The best the pots afforded him, and these
He gave in order to the Mysteries,
The Sky, the Earth, the Winds, as was their due,
" Before I eat, I offer this to you, "
He chanted as he gave; " so all men should.
I hope that what I eat may do me good,
And what you eat may help you even so.
I ask you now to make my children grow
To men and women. Keep us healthy still,
And give us many buffalo to kill
And plenty grass for animals to eat. "
Some youths came forth to parcel out the meat
In order as the councillors were great
In deeds of worth; and each, before he ate,
Addressed the mystic sources of the good.
The feast now being finished, Red Cloud stood
Still pondering his words with mouth set grim;
But men felt thunder in the hush of him
And knew what lightning struggled to be wise
Behind the hawklike brooding of the eyes,
The chipped flint look about the cheek and jaw.
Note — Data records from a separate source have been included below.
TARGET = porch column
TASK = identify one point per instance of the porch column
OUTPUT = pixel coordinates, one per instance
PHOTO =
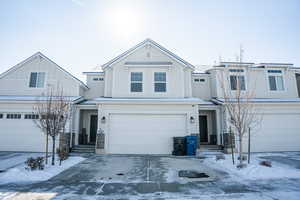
(76, 124)
(101, 131)
(218, 124)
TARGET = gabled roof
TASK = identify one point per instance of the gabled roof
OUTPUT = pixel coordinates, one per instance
(39, 54)
(148, 41)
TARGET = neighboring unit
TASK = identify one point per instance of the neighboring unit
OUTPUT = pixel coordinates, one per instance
(146, 96)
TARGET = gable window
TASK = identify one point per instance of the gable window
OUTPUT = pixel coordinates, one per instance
(275, 80)
(136, 84)
(13, 116)
(31, 116)
(160, 84)
(237, 82)
(98, 79)
(37, 79)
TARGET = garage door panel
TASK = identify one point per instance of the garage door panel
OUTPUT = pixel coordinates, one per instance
(144, 134)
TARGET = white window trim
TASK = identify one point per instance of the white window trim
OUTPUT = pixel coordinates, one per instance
(160, 82)
(136, 82)
(237, 74)
(275, 74)
(45, 81)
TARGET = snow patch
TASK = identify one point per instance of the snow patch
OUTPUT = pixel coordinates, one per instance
(253, 170)
(20, 175)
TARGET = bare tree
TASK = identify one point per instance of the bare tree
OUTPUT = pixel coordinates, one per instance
(53, 111)
(238, 104)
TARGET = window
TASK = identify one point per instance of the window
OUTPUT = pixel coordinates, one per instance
(160, 84)
(275, 80)
(237, 82)
(236, 70)
(13, 116)
(31, 116)
(98, 79)
(37, 79)
(136, 82)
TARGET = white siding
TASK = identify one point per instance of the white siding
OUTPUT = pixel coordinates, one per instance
(178, 81)
(17, 82)
(201, 90)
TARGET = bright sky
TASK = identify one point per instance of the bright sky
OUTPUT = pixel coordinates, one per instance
(81, 34)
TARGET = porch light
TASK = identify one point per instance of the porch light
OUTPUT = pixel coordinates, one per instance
(103, 120)
(192, 120)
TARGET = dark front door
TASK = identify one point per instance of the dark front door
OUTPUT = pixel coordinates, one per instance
(93, 128)
(203, 129)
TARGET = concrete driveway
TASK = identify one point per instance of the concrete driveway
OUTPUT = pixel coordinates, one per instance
(148, 177)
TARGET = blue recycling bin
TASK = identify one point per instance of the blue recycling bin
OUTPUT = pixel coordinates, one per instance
(191, 145)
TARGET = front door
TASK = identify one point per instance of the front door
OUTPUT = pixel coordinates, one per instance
(93, 128)
(203, 129)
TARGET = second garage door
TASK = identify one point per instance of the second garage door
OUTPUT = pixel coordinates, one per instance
(144, 134)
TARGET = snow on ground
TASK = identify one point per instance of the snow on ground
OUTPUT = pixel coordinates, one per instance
(19, 174)
(253, 170)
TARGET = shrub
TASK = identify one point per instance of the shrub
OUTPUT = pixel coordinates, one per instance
(243, 157)
(266, 163)
(220, 157)
(63, 154)
(35, 163)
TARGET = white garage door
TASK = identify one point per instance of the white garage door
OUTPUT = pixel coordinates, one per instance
(20, 135)
(144, 134)
(278, 132)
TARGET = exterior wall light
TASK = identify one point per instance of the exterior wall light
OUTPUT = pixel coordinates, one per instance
(192, 120)
(103, 119)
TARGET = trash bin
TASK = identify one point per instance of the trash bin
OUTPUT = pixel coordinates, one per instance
(191, 145)
(179, 146)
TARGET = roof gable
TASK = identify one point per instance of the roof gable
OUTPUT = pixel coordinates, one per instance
(39, 54)
(142, 44)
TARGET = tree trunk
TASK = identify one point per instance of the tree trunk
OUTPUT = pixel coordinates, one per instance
(241, 149)
(47, 136)
(53, 150)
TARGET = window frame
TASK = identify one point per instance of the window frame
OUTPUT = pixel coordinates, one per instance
(13, 116)
(275, 73)
(160, 82)
(37, 80)
(237, 73)
(31, 116)
(135, 81)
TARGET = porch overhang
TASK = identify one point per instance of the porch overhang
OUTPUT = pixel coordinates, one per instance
(143, 101)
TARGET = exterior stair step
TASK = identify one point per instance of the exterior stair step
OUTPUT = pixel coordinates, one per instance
(84, 149)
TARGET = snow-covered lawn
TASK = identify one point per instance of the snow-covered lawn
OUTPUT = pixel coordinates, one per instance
(19, 174)
(253, 170)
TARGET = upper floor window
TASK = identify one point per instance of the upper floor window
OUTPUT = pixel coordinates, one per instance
(160, 84)
(136, 82)
(37, 79)
(237, 82)
(13, 116)
(275, 80)
(31, 116)
(98, 79)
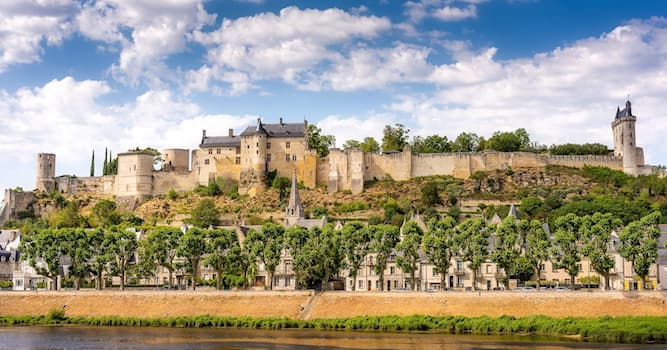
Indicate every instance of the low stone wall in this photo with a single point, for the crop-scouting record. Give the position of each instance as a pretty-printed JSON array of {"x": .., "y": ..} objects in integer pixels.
[{"x": 307, "y": 305}]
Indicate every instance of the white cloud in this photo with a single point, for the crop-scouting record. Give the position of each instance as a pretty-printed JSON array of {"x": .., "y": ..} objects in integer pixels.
[
  {"x": 289, "y": 46},
  {"x": 157, "y": 29},
  {"x": 26, "y": 25},
  {"x": 566, "y": 95}
]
The humming of a hustling autumn flaw
In aspen thickets swept the waiting crowd.
It seemed his voice would tower harsh and loud.
It crooned.
" My friends, 'twas many snows ago
When first we welcomed white men. Now we know
Their hearts are bad and all their words are lies.
They brought us shining things that pleased the eyes
And weapons that were better than we knew.
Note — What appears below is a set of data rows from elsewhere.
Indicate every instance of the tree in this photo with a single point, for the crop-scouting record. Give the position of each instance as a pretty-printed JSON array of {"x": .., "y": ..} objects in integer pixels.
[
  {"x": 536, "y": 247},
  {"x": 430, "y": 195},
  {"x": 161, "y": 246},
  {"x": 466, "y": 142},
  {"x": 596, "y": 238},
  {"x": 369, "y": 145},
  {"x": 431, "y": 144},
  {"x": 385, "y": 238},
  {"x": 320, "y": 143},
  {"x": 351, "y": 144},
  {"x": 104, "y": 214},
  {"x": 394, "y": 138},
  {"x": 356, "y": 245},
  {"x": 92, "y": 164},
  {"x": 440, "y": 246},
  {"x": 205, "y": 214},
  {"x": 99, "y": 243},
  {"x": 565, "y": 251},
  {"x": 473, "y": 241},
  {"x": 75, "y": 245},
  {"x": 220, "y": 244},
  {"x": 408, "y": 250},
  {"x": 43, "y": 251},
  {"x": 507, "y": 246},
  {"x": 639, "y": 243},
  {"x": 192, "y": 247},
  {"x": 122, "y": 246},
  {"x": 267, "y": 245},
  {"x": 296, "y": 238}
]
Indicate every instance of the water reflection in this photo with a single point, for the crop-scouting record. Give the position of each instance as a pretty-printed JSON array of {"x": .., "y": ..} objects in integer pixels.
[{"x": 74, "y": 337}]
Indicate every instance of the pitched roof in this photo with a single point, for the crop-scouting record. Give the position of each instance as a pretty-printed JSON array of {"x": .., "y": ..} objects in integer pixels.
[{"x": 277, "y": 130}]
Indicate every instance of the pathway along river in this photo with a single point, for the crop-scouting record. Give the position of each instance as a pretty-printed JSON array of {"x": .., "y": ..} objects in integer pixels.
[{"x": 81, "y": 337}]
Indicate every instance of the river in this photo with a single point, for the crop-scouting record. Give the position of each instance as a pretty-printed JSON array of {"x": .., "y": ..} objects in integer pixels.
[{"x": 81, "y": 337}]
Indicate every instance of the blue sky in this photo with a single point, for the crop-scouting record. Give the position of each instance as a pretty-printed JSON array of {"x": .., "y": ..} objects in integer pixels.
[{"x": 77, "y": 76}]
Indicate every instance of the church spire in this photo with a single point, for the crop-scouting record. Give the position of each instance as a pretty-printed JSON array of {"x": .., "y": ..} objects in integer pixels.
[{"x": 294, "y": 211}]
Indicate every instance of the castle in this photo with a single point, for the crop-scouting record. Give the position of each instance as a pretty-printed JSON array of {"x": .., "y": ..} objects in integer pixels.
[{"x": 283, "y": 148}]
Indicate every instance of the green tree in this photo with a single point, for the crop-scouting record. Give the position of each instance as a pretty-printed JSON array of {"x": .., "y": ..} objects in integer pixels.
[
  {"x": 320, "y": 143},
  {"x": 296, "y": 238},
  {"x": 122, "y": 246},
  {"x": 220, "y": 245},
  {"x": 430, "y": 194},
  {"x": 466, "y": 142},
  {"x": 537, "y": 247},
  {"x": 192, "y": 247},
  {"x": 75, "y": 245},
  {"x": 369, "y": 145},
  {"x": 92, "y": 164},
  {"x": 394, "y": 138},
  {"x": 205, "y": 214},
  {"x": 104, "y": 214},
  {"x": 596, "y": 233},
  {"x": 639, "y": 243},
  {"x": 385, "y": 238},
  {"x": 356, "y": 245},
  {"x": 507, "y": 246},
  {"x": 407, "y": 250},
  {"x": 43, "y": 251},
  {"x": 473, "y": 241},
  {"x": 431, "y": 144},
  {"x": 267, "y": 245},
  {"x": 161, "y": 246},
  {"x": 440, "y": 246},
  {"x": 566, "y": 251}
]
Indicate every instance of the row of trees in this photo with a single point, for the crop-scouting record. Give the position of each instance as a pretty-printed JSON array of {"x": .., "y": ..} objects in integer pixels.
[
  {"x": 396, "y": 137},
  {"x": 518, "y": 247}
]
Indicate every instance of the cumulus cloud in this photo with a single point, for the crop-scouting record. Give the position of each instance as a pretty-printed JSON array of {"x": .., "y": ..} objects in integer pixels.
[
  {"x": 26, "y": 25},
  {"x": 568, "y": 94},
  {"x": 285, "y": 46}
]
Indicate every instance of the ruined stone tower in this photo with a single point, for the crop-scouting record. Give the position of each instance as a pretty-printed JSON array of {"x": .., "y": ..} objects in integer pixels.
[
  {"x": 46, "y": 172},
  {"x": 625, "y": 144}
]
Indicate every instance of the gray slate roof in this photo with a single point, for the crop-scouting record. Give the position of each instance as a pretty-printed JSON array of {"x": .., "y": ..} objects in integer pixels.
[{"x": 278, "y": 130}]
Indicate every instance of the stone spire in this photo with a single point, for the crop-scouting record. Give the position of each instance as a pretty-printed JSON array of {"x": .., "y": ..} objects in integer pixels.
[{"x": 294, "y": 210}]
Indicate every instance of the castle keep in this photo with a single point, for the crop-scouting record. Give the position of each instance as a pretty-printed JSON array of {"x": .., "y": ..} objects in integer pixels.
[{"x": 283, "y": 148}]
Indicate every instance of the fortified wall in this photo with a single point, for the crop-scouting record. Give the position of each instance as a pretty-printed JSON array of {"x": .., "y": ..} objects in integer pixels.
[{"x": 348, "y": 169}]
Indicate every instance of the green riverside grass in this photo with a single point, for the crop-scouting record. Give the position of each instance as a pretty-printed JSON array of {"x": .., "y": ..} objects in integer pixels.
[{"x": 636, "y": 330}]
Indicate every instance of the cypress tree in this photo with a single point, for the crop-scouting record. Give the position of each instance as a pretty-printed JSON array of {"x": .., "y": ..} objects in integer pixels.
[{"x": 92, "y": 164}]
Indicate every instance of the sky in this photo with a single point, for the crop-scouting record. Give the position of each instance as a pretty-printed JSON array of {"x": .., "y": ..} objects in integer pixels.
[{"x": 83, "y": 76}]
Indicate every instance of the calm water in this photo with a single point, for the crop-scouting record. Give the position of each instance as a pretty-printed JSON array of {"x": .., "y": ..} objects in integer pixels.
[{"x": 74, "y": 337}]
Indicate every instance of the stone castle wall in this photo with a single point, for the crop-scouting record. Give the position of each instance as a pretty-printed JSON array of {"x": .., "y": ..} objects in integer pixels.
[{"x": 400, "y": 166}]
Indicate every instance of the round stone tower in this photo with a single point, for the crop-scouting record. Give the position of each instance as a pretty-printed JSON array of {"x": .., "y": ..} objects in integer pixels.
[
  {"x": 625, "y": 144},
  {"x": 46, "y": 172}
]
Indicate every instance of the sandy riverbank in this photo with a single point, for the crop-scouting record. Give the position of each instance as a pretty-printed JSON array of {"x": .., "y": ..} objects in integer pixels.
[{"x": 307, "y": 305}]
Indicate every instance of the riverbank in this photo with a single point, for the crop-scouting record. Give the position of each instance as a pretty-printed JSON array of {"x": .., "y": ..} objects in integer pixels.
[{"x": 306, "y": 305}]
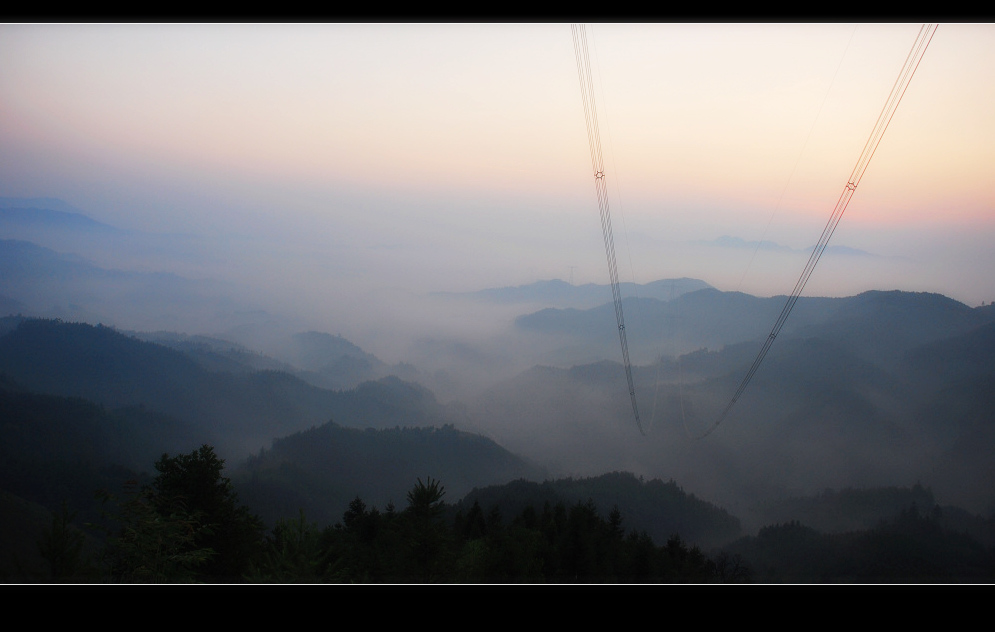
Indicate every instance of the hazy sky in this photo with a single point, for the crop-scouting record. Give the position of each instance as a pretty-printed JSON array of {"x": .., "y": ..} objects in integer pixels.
[{"x": 454, "y": 157}]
And this seemed very good. They brought us too
The spirit water, strong to wash away
The coward's fear, and for a moment stay
The creeping of old age and gnawing sorrow.
My friends, if you would have these things tomorrow,
Forget the way our fathers taught us all.
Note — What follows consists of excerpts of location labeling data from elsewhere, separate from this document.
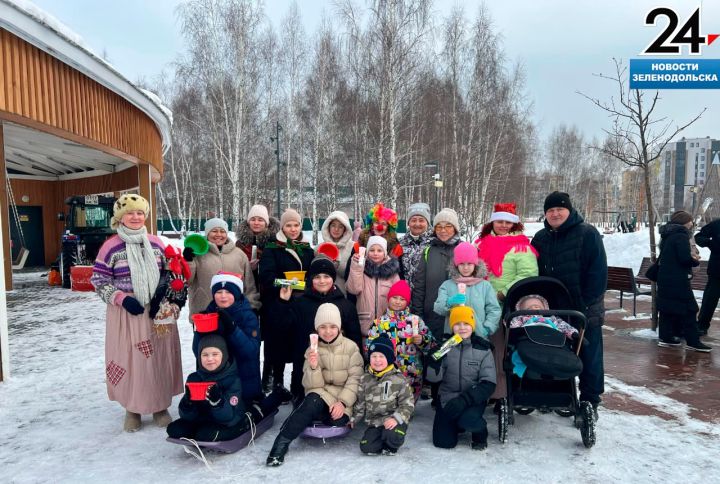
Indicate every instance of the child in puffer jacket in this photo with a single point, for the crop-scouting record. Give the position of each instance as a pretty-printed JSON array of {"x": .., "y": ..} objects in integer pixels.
[
  {"x": 468, "y": 269},
  {"x": 397, "y": 324},
  {"x": 331, "y": 375},
  {"x": 239, "y": 326},
  {"x": 384, "y": 400},
  {"x": 222, "y": 414},
  {"x": 467, "y": 379},
  {"x": 372, "y": 281}
]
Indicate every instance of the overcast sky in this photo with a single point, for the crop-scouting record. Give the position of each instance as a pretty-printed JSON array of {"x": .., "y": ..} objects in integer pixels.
[{"x": 561, "y": 44}]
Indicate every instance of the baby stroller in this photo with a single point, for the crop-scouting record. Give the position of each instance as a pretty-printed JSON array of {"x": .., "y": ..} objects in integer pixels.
[{"x": 552, "y": 363}]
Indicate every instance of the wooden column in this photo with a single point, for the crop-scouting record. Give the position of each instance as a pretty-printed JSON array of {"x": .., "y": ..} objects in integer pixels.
[
  {"x": 5, "y": 215},
  {"x": 145, "y": 190},
  {"x": 5, "y": 260}
]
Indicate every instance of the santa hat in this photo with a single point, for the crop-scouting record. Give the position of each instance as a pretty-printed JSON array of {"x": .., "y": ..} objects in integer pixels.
[{"x": 504, "y": 211}]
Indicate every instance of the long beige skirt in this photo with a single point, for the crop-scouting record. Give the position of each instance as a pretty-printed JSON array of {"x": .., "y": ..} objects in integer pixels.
[{"x": 143, "y": 368}]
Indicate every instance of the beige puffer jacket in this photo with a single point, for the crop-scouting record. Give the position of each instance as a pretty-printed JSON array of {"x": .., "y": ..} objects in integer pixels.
[
  {"x": 372, "y": 291},
  {"x": 337, "y": 376},
  {"x": 202, "y": 268}
]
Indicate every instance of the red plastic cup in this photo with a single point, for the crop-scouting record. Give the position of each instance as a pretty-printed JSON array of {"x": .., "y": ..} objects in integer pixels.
[
  {"x": 205, "y": 323},
  {"x": 198, "y": 389}
]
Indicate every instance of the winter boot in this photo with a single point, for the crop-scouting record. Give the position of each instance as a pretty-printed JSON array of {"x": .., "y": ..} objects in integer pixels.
[
  {"x": 132, "y": 422},
  {"x": 479, "y": 440},
  {"x": 284, "y": 393},
  {"x": 162, "y": 419},
  {"x": 276, "y": 457}
]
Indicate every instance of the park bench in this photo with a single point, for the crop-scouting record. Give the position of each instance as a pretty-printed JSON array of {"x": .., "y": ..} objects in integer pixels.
[
  {"x": 622, "y": 279},
  {"x": 698, "y": 282}
]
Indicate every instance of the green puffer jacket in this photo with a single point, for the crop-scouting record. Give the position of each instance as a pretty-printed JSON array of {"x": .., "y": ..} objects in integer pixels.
[{"x": 382, "y": 397}]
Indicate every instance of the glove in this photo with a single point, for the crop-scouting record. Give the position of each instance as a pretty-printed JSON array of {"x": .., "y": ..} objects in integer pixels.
[
  {"x": 133, "y": 306},
  {"x": 226, "y": 325},
  {"x": 186, "y": 397},
  {"x": 456, "y": 300},
  {"x": 455, "y": 407},
  {"x": 213, "y": 395}
]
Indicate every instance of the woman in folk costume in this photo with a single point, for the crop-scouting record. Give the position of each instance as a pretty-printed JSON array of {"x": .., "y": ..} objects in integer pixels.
[
  {"x": 142, "y": 357},
  {"x": 509, "y": 257}
]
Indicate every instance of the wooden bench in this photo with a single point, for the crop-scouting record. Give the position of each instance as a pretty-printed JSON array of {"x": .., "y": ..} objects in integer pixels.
[
  {"x": 698, "y": 282},
  {"x": 622, "y": 279}
]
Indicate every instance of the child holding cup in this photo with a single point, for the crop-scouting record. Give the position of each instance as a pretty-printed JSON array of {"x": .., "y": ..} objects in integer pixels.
[
  {"x": 408, "y": 333},
  {"x": 212, "y": 408},
  {"x": 370, "y": 280},
  {"x": 331, "y": 375},
  {"x": 467, "y": 286}
]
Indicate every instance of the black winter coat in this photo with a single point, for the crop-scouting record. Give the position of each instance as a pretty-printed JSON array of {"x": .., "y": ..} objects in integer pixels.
[
  {"x": 275, "y": 261},
  {"x": 575, "y": 254},
  {"x": 299, "y": 313},
  {"x": 709, "y": 236},
  {"x": 231, "y": 409},
  {"x": 675, "y": 295},
  {"x": 431, "y": 272}
]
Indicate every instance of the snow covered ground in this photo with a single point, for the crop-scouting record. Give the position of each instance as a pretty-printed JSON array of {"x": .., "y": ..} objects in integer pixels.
[{"x": 57, "y": 425}]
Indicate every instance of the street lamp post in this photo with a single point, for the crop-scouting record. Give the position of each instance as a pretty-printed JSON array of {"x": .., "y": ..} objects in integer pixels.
[
  {"x": 276, "y": 139},
  {"x": 437, "y": 182},
  {"x": 693, "y": 189}
]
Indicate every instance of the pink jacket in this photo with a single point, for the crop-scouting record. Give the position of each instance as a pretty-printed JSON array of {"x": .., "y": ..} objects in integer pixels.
[{"x": 371, "y": 285}]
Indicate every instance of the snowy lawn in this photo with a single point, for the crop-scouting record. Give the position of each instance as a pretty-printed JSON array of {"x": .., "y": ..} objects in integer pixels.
[{"x": 57, "y": 425}]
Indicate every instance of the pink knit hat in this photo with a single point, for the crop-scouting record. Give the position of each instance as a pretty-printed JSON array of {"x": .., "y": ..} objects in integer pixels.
[
  {"x": 465, "y": 252},
  {"x": 400, "y": 288}
]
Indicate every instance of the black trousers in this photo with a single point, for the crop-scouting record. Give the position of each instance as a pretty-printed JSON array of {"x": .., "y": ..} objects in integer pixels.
[
  {"x": 311, "y": 409},
  {"x": 711, "y": 296},
  {"x": 592, "y": 378},
  {"x": 678, "y": 325},
  {"x": 446, "y": 430},
  {"x": 375, "y": 439}
]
As though you planned to live till mountains fall,
Seek out all things men need and pile them high.
Be fat yourself and let the hungry die;
Be warm yourself and let the naked freeze.
So shall you see the trail the white man sees.
And when your tepee bulges to the peak,
Look round you for some neighbor who is weak
And take his little too. Dakotas, think!
Shall all the white man's trinkets and his drink,
By which the mind is overcome and drowned,
Be better than our homes and hunting ground,
The guiding wisdom of our old men's words?
Shall we be driven as the white man's herds
From grass to bitter grass? When Harney said
His people, seeking for the yellow lead,
Would like an iron trail across our land,
Our good old chieftains did not understand
What snake would crawl among us. It would pass
Across our country; not a blade of grass
Should wither for that passing, they were told.
And now when scarce the council fire is cold,
Along the Little Piney hear the beat
Of axes and the desecrating feet
Of soldiers! Are we cowards? Shall we stand
Unmoved as trees and see our Mother Land
Plowed up for corn? "
Increasing as he spoke,
The smothered wrath now mastered him, and woke
The sleeping thunder all had waited for.
Out of a thrilling hush he shouted: " War! " —
A cry to make an enemy afraid.
The grazing ponies pricked their ears and neighed,
Recalling whirlwind charges; and the town
Roared after like a brush-jam breaking down
With many waters.
When the quiet fell
Another rose with phrases chosen well
To glut the tribal wrath, and took his seat
Amid the crowd's acclaim. Like chunks of meat,
Flung bloody to a pack, raw words were said
By others; and the rabble's fury, fed,
Outgrew the eager feeding. Who would dare
To rise amid the blood-lust raging there
And offer water?
Spotted Tail stood up;
And since all knew no blood was in the cup
That he would give, dumb scorn rejected him.
He gazed afar, and something seen made dim
The wonted quizzic humor of the eyes.
The mouth, once terrible with battle-cries,
Took on a bitter droop as he began.
" Hey — hey-hey! So laments an aging man
Who totters and can never more be free
As once he was. Hey — hey-hey! So may we
Exclaim today for what the morrow brings.
There is a time, my brothers, for all things,
And we are getting old. Consider, friends,
How everything begins and grows and ends
That other things may have their time and grow.
What tribes of deer and elk and buffalo
Have we ourselves destroyed lest we should die!
About us now you hear the dead leaves sigh;
Since these were green, how few the moons have been!
We share in all this trying to begin.
This trying not to die. Consider well
The White Man — what you know and what men tell
About his might. His never weary mind
And busy hands do magic for his kind.
Those things he loves we think of little worth;
And yet, behold! he sweeps across the earth,
And what shall stop him? Something that is true
Must help him do the things that he can do,
For lies are not so mighty. Be not stirred
By thoughts of vengeance and the burning word!
Such things are for the young; but let us give
Good counsel for the time we have to live,
And seek the better way, as old men should. "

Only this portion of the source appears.